Sex and Vanity
- Author: Kevin Kwan
- Language: English
- Genre: Novel
- Publisher: Doubleday
- Publication date: June 30, 2020
- Publication place: United States
- Media type: Print
- Pages: 368
- ISBN: 9781786091055

= Sex and Vanity =

2020 satirical romantic comedy novel by Kevin Kwan

Sex and Vanity is a satirical romantic comedy novel written by Kevin Kwan first published in 2020. It is an adaptation of E.M. Forster's A Room With a View. Centered around the romantic life of a teenager, it was written in four months. It was generally well received by literary critics. A film adaptation of the novel is in development.

==Plot==
Set in Capri, New York, and The Hamptons, the novel details the escapades of Lucie Tang Churchill, a nineteen-year-old biracial New Yorker and descendent of Winston Churchill who is engaged to Baron Cecil Pike while being wooed by Chinese Australian surfer George Zao.

==Development==
The novel was written by Kevin Kwan, author of the Crazy Rich Asians trilogy. According to Kwan, the title of Sex and Vanity came from a friend's son who had remarked about his generation: "At the end of the day, all that shit is sex and vanity and I want nothing to do with it." Compared to the Crazy Rich Asians series, Sex and Vanity has a smaller cast of characters; Kwan wanted "a much simpler, more intimate story that surrounded one very fascinating young woman."

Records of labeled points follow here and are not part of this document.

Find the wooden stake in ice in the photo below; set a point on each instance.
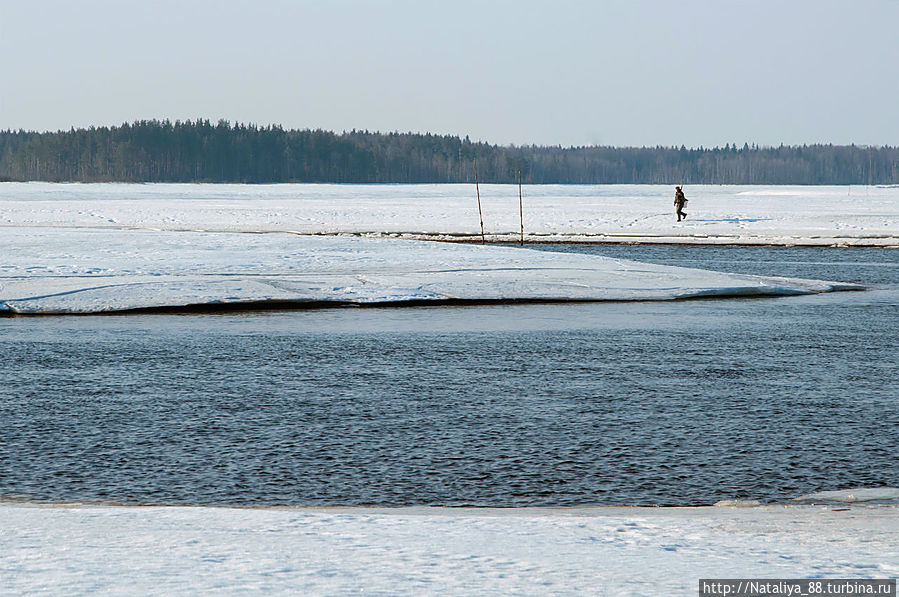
(478, 190)
(520, 208)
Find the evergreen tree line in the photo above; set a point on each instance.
(201, 151)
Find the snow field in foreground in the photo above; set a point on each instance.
(88, 550)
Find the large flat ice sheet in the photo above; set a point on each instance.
(63, 270)
(777, 215)
(429, 551)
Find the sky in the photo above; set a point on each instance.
(560, 72)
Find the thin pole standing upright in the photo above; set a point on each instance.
(478, 190)
(520, 208)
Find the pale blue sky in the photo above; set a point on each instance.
(618, 72)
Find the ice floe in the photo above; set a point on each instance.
(89, 550)
(63, 270)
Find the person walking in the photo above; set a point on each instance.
(680, 200)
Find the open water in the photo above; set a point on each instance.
(676, 403)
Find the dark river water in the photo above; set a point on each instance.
(668, 403)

Kwan wrote Sex and Vanity in four months, from October 2019 to January 2020. Intended to be the first part of a new trilogy, it was released on June 30, 2020, by Penguin Random House.

==Reception==
The novel received generally positive reviews from literary critics. It was listed by Time as one of the "100 Must-Read Books of 2020". Angela Haupt of The Washington Post described the novel as "vacuous entertainment" and that it was "all style and little substance — unfathomably expensive style, which can be gratifying for those with an appetite for rich-people problems." Francesca Angelini of The Times wrote that it is "a straight-up retelling of A Room With a View", whereas The New York Times reviewer Janet Maslin opined that "Sex and Vanity is what A Room With a View might have been if E. M. Forster’s characters had been micron-deep, Instagram-obsessed and unable to make conversation." Writing for the Asian Review of Books, Susan Blumberg-Kason praised Sex and Vanity for being "a timely story that pokes not too gently at some of society’s less tractable flaws".

==Film adaptation==
As of July 2020, Sony Pictures has purchased the film rights to Sex and Vanity and the project is in development.